И вот, однажды утром, когда все празднества закончились и, настало время заняться государственными делами, Эдип неожиданно проснулся в своих покоях от непонятной тревоги. Он не сразу понял, где находится, а когда пришёл в себя, увидел, что на краю его ложа сидит его жена и с нежной задумчивостью смотрит на него. Он не ожидал увидеть женщину в мегароне.

Она провела нежно рукой по его волосам.

–Какой ты красивый, Эдип. Ты молод и наверное честолюбив…,-она вздохнула, явно не договорив.

Эдип не знал, что сказать Иокасте, не знал как вести себя. Он только теперь понял, как боялся и хотел остаться с ней вдвоём всё это время. Он боялся себя и хотел понять её. Молодость Эдипа прощала многое -а он не осознавал силу своей мужской и царской власти над женщиной, данной ему в жёны. Царица же фиванская знала силу этой власти, знала и пугалась её, ибо она понимала- слишком молод для неё Эдип, а быть супругой молодого правителя, особенно, если он честолюбив, властен и жесток…

Иокаста Эдипа не знала, потому затруднялась представить себе их супружескую жизнь.

В лучшем случае, её ожидало безразличие и холодность, в худшем – унижения и презрение со стороны царя.

Лай был властен, честолюбив, жесток и часто несправедлив, но он любил Иокасту. Любил почти животной жестокой любовью и, царица привыкла беспрекословно подчиняться ему и его прихотям.

Хотя, она тоже любила Лая, пусть не такой любовью как он, а нежной и немного покровительственной, но любила.

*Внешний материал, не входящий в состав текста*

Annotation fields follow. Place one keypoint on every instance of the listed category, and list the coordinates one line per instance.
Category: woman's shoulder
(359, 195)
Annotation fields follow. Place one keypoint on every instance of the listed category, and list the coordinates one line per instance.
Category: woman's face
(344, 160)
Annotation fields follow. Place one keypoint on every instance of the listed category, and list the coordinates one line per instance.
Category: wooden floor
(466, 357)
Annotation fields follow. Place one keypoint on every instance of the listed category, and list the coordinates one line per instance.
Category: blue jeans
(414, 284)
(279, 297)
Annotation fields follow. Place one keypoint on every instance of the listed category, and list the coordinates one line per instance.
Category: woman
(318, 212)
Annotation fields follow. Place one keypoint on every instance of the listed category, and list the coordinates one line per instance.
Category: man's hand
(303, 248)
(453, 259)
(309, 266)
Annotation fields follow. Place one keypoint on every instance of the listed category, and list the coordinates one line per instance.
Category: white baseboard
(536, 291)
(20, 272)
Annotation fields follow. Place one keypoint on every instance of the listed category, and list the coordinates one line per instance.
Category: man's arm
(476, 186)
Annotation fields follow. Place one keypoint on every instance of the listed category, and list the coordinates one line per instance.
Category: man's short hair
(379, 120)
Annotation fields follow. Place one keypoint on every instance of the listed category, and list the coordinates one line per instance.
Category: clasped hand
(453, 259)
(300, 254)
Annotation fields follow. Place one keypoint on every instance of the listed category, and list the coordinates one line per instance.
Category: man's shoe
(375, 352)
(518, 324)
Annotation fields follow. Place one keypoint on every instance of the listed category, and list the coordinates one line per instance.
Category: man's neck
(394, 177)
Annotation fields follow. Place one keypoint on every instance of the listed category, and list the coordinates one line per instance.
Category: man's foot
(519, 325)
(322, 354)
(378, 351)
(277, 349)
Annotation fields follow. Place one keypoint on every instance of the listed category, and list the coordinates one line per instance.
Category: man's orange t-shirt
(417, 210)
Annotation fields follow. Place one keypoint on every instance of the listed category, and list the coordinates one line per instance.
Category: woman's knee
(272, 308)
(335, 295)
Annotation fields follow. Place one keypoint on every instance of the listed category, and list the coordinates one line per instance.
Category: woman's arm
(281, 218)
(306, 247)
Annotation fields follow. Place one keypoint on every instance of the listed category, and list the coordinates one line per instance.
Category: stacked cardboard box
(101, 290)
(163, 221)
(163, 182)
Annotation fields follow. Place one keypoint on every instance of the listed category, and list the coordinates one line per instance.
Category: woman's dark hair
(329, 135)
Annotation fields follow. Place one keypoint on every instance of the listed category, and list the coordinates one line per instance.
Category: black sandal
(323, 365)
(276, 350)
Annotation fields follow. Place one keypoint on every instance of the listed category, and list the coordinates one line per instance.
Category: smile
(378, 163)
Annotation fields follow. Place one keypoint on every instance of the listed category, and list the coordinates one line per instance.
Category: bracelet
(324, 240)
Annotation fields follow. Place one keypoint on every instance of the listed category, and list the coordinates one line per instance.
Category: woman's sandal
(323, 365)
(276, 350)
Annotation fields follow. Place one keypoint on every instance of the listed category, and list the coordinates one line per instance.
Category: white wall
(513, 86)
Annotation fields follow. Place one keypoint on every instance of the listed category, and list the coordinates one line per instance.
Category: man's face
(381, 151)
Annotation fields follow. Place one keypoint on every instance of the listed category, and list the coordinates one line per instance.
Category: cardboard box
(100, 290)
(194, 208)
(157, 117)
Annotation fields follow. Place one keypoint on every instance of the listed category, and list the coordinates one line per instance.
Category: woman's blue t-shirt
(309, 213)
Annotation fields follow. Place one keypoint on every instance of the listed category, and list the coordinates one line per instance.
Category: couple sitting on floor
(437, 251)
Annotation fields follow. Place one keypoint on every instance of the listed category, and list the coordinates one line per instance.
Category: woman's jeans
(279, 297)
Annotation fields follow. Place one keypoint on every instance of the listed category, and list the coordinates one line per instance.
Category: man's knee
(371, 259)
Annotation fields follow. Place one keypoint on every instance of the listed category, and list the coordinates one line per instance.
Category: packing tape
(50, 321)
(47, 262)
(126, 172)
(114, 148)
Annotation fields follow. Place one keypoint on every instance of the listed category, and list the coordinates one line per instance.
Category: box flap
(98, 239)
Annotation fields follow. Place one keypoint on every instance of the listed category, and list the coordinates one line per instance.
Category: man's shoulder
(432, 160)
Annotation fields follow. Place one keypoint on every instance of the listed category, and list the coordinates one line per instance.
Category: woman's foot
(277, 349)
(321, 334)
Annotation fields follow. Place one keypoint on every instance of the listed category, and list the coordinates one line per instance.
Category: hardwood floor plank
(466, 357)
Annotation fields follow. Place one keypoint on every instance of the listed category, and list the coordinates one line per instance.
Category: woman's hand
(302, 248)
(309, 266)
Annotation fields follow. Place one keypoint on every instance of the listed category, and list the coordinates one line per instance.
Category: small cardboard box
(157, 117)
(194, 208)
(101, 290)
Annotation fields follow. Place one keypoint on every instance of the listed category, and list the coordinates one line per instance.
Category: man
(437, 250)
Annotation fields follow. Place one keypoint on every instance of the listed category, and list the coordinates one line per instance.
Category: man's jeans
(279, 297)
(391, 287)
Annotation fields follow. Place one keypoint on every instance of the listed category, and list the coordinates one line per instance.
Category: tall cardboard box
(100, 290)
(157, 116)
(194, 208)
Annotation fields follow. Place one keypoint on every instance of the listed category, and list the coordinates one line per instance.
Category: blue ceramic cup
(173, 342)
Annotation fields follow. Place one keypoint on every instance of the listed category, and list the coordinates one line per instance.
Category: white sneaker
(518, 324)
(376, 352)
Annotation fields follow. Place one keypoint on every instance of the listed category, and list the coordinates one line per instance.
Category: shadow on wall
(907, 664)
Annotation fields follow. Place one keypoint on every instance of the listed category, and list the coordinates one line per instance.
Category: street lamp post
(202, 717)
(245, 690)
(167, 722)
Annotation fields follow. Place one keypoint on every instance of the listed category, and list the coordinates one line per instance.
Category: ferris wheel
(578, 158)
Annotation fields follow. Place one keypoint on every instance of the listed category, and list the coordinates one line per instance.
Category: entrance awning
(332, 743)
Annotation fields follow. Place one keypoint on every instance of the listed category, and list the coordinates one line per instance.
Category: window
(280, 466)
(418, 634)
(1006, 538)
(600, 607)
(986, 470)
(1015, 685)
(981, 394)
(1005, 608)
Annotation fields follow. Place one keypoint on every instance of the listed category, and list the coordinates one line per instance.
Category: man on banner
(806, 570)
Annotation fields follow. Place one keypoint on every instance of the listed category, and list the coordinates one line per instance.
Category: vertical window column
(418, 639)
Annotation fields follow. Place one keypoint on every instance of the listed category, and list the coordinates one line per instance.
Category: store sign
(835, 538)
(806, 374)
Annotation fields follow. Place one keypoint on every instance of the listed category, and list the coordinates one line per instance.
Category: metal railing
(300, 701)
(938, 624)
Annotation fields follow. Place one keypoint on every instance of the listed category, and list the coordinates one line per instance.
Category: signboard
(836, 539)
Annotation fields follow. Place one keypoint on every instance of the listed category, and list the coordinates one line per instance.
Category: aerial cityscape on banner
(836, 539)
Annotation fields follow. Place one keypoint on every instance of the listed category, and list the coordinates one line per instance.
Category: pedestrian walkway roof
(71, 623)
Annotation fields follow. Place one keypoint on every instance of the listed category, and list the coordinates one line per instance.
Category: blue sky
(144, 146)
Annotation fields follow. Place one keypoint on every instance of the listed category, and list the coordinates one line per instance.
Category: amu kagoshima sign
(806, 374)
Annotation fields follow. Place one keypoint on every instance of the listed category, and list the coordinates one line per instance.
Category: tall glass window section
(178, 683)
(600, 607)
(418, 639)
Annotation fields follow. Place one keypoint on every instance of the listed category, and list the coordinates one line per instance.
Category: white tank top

Эдип лежал, запрокинув руки за голову, и смотрел царице прямо в глаза. Смотрел и пытался, впервые за прошедшие дни его царствования, определить и осознать свою роль в жизни этой женщины и этого города.

«Она старше меня. Старше намного. Не стану ли я посмешищем, не только в своих глазах, но и в глазах своих новых сограждан? Хотя… Это ведь закон. А закон не осмеивается. Или сегодня же уехать? Я же должен побывать в соседних государствах, тем более получил уже несколько приглашений. Надо налаживать торговлю, съездить в отдалённые полисы – Лай в последние годы перессорился почти со всеми дальними соседями, да и сфинкс способствовал полной изоляции Фив.»

Эдип прикрыл глаза. Иокаста истолковала это по-своему, но верно. Она поднялась и безмолвно удалилась. И этот уход восхитил юного царя. Это был уход поистине – царицы, не надменный, но достойный.

В этот же день, Эдип в сопровождении отряда воинов отправился в путь. Фивы должны стать вновь цветущим, богатым городом, с ильным и справедливым государством.

Уже на коне, удаляясь по горной дороге, Эдип радовался тому, что судьба привела его в Фивы, что его родители здравствуют в родном Коринфе и, он не выполнил предначертания богов: не свершил отцеубийства и кровосмешения. Его супруга, хотя и старше его – умная и красивая женщина из чужого города.

Путь Эдипа лежал в Платеи, затем через Элевсин и Пирей –в Афины.

Холодное время года – не самая подходящая пора для преодоления расстояний. Только Эдип знал, что это единственно правильное решение в его положении. Да и города эти отстояли не так уж и далеко друг от друга.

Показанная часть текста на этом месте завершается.